Animal testing is a tricky subject in society. Many people recognize that the practice helps pharmaceutical and cosmetics manufacturers assess whether their products cause side effects in humans, but they also frequently wonder if there’s another way.
It seems that big data could hold the key to reducing animal testing — and maybe even getting rid of it.
A Gigantic Database to Predict the Likelihood of Adverse Animal Events Showing up in Humans
Drugs generally have to go through animal testing before human trials start, but one of the difficulties is that a side effect in an animal doesn’t necessarily mean the same side effect will show up in human test subjects.
One project involves building a database that shows the consistency between adverse events in both animals and humans.
Scientists know some side effects in animals are severe or frequent enough to warrant decisive steps to safeguard humans. However, others are infrequent in people or don’t happen at all. The new database aims to determine the likelihood of an animal event happening in a person.
Associated research also showed that if an adverse reaction doesn’t occur in animals, that doesn’t mean it won’t show up in humans.
This database could reduce animal testing by revealing when more than one event shows up in a species and typically has a high likelihood of appearing in humans too. The scientists could test for all possibilities at once, thereby cutting down on the number of animals needed to determine the outcome.
One study looked at more than 3,000 drugs approved over 70 years, as well as more than 1.6 million adverse events. Due to the depth of the database, it’s also possible for researchers to know which animals to focus on during testing to most closely match what could happen with human exposure to drugs.
Using Big Data and Artificial Intelligence in Cosmetics Tests and Formulations
One of the most impressive capabilities of big data tools is that they can mine through huge databases and draw conclusions that humans would likely miss. Such technology can also give results in significantly less time than what humans require.
One research study examined the worth of applying artificial intelligence (AI) to databases to reach more definitive conclusions. AI can examine tens of thousands of chemicals to figure out if they’re toxic or not. Letting big data make that determination renders animal tests unnecessary.
Companies that offer cosmetics formulation services know the vast number of ingredients that go into the products people use every day.
Depending on AI in this way might also provide other kinds of predictive information, such as the estimated shelf life of a product based on its ingredients, or which formulations work best for people with certain skin types.
Proven is one company trying the latter method. It uses AI to aggregate data and choose the ideal ingredients for individuals based on the results of a skin assessment.
Similarly, other companies use big data to optimize fragrance formulas. The insights help them decide which ingredients last the longest and cause the most pleasant sensory experiences.
Depending on Computer Models Instead of Animal Tests
Data from the Pew Research Center shows that Americans have split opinions about using animals for scientific research.
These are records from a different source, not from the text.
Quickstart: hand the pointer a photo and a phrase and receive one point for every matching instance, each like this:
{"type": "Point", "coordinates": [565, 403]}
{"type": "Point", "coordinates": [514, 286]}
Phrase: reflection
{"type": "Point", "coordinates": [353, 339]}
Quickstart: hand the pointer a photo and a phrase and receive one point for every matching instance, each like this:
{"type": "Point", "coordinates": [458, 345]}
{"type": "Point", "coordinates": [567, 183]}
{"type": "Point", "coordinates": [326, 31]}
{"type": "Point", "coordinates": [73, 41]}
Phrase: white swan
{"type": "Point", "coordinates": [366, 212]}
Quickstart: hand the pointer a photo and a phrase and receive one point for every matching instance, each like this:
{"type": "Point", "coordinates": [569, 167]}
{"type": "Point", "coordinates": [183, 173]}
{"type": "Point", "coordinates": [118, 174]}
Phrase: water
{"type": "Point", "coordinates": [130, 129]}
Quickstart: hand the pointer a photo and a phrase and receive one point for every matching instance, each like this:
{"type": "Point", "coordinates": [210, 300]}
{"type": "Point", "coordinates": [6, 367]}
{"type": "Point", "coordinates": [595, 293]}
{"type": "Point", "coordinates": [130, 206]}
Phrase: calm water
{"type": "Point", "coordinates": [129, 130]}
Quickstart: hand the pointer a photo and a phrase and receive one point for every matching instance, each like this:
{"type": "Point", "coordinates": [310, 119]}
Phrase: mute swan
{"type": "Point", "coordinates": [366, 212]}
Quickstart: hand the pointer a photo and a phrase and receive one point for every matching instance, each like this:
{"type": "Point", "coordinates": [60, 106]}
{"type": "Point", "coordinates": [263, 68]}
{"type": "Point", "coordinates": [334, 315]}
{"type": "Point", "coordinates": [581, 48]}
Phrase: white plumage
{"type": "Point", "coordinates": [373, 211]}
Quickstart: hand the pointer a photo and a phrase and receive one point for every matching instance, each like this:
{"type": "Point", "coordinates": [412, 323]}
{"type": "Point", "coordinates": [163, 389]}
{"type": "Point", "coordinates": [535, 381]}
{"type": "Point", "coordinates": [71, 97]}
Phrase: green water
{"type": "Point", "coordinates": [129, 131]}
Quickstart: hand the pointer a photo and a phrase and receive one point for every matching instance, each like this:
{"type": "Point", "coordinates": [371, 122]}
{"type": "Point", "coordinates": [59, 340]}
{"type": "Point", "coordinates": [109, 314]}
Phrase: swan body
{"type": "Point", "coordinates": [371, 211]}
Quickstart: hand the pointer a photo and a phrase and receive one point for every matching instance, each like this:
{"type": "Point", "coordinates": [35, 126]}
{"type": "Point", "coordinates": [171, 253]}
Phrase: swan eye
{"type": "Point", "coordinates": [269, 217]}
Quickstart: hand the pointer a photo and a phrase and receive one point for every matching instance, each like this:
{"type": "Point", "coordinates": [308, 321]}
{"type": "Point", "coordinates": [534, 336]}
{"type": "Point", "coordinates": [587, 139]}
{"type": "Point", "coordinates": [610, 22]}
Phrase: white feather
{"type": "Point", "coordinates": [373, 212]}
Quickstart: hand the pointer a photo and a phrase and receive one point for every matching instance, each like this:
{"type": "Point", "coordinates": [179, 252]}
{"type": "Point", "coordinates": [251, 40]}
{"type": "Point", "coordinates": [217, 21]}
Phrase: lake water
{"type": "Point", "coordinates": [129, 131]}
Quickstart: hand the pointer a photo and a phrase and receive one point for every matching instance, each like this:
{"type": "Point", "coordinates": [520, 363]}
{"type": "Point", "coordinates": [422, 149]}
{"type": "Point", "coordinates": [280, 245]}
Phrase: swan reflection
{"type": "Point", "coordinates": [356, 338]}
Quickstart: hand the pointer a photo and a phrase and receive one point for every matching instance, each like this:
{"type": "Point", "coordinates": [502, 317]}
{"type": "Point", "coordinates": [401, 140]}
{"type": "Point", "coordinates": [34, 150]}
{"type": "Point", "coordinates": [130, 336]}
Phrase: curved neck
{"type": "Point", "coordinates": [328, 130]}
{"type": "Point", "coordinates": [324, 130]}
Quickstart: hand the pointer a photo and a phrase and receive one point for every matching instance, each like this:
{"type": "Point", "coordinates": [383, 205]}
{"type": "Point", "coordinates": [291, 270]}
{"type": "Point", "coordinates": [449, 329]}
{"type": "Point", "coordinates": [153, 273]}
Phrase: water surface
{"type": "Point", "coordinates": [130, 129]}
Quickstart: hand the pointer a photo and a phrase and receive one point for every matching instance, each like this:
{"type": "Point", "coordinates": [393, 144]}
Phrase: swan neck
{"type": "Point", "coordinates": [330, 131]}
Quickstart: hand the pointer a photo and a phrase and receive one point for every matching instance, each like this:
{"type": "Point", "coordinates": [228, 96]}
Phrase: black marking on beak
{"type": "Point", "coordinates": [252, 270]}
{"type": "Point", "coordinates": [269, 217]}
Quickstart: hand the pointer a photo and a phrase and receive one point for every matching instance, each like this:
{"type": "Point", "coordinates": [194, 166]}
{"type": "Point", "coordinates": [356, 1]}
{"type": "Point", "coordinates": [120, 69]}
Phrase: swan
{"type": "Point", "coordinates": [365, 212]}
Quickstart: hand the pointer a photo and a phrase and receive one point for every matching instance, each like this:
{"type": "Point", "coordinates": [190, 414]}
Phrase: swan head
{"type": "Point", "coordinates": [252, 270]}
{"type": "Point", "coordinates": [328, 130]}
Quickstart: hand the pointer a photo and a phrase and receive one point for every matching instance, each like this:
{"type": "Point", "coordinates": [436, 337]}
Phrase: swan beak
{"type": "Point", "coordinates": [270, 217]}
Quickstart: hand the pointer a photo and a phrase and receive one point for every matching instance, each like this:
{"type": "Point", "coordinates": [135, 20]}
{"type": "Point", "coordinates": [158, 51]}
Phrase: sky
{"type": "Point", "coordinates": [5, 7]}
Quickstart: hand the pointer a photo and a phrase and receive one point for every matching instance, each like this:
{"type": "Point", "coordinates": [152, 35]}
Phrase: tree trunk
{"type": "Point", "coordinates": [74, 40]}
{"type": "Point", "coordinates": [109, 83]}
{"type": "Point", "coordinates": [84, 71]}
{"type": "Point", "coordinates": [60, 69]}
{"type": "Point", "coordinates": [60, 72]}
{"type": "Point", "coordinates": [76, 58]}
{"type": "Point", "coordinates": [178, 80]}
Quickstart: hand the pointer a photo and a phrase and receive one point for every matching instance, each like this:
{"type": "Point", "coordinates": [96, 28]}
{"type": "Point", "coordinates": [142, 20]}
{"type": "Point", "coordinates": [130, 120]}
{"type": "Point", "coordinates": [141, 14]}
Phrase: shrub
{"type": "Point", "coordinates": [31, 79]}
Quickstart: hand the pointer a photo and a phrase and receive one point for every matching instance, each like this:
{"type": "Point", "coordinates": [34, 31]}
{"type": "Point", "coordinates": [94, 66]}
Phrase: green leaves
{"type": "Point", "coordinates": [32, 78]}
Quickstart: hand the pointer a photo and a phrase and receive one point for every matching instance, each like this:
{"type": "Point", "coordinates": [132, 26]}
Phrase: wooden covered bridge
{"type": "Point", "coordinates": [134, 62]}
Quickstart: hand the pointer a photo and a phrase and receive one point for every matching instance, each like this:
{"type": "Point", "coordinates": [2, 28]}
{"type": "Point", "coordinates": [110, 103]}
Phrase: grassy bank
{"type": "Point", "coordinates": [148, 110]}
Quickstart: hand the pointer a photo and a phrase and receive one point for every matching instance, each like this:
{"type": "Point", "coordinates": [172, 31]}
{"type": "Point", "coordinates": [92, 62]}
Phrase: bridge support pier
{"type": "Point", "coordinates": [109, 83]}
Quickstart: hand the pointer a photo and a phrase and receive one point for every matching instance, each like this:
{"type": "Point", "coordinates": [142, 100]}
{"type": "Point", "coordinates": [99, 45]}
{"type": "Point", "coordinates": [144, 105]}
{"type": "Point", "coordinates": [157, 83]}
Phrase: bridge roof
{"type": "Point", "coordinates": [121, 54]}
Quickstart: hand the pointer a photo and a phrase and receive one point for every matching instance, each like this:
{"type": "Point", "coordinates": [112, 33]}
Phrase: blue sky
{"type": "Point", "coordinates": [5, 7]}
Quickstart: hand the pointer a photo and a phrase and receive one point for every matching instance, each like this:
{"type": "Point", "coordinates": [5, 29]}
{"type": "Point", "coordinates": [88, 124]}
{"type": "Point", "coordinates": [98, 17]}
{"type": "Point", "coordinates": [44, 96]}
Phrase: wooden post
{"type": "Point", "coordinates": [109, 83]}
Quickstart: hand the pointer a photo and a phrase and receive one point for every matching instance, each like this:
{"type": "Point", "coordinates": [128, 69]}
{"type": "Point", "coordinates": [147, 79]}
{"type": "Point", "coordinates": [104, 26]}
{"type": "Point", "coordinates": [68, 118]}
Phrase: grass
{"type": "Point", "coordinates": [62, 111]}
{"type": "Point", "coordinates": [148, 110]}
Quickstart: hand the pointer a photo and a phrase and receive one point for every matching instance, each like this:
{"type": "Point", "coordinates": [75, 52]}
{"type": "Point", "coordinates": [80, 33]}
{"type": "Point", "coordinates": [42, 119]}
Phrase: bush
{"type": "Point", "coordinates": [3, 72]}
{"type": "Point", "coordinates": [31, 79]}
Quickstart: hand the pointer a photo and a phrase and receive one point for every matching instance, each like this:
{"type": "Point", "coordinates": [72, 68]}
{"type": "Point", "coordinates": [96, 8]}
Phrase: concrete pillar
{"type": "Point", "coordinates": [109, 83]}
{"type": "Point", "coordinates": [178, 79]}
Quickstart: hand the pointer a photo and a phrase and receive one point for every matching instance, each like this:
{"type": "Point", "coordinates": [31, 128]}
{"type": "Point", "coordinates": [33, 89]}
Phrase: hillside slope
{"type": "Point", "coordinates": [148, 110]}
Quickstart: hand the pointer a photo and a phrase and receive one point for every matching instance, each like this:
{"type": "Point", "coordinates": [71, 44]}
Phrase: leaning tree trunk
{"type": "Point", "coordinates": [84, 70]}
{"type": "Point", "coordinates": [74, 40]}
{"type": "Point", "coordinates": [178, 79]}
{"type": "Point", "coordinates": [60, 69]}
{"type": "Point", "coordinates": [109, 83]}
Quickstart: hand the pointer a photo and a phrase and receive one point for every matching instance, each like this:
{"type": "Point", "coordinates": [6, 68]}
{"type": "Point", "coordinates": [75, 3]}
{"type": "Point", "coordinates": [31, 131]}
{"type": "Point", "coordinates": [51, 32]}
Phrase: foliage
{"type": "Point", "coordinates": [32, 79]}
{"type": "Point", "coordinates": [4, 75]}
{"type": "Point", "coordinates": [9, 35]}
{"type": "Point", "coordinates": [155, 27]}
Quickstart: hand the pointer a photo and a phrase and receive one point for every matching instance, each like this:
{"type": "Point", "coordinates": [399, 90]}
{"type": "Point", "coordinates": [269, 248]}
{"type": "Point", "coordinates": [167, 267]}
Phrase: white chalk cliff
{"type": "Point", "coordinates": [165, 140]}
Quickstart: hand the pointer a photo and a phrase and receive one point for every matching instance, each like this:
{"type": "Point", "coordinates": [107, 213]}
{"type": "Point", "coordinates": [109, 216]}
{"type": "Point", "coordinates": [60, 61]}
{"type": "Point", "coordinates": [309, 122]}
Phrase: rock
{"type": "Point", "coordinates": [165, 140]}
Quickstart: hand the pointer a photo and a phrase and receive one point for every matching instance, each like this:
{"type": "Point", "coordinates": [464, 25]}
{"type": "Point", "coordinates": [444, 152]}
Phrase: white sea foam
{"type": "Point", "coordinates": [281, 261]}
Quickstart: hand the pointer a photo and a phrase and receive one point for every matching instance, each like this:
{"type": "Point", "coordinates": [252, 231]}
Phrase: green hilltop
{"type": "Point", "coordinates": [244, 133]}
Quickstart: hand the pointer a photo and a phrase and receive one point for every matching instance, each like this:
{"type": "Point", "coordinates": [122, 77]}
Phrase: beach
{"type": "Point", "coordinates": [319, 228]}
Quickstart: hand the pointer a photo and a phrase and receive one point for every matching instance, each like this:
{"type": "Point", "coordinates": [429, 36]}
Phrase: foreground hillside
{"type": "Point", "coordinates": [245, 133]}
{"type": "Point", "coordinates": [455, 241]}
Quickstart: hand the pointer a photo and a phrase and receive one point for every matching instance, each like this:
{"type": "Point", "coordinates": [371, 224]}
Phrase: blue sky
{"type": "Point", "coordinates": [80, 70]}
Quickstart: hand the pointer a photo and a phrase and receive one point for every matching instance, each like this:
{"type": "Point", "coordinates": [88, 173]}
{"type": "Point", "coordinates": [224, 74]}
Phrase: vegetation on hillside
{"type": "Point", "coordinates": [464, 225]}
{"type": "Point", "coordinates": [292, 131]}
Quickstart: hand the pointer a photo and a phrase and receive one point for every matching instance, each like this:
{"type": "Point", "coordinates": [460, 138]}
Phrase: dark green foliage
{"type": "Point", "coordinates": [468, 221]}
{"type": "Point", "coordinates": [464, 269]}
More specifically, 47 percent of people favor the practice, while 52 percent oppose it.
Perhaps those results illuminate why researchers search for alternatives to using animals for cosmetics and drug testing.
One emerging method developed by scientists at the University of Oxford relies on computerized models based on human data. Rather than making one model designed for all tests, the researchers looked at population data.
Their research was for cardiac drugs, and some of the pharmaceuticals showed side effects only in people with particular genetic mutations or other characteristics.
The technique for developing computerized models is efficient and relatively cheap. The research team plans to further develop their method over time, and the outcomes could have a positive effect on making animal testing less necessary.
The Organs-on-Chips Approach
There’s another alternative too, and it uses computers differently. Researchers at Harvard University devised something called “organ chips” or “organs-on-chips.” Each one is translucent and made of a flexible polymer. It contains living human cells from particular organs, plus an artificial environment that matches the physical environment of those organs.
These microchips serve as 3D cross sections that show the major functions of whole organs. Researchers believe that these tiny components could allow people to investigate new drug delivery methods and examine how drugs affect humans — all without testing animals.
They also think this method opens possibilities to explore how environmental factors — like cigarette smoke — affect the tissue health and physiology of individual patients.
Fascinating Progress Occurring and on the Horizon
The examples here show the diverse opportunities to continue to test drugs and cosmetics before they reach the marketplace — and without using animals to do it.
In other cases, scientists still use animals, but they do so in improved ways that give them more relevant results and sometimes reduce the number of creatures needed.
These options should bring hope to people who recognize the need for testing but want companies to depend on animals less often.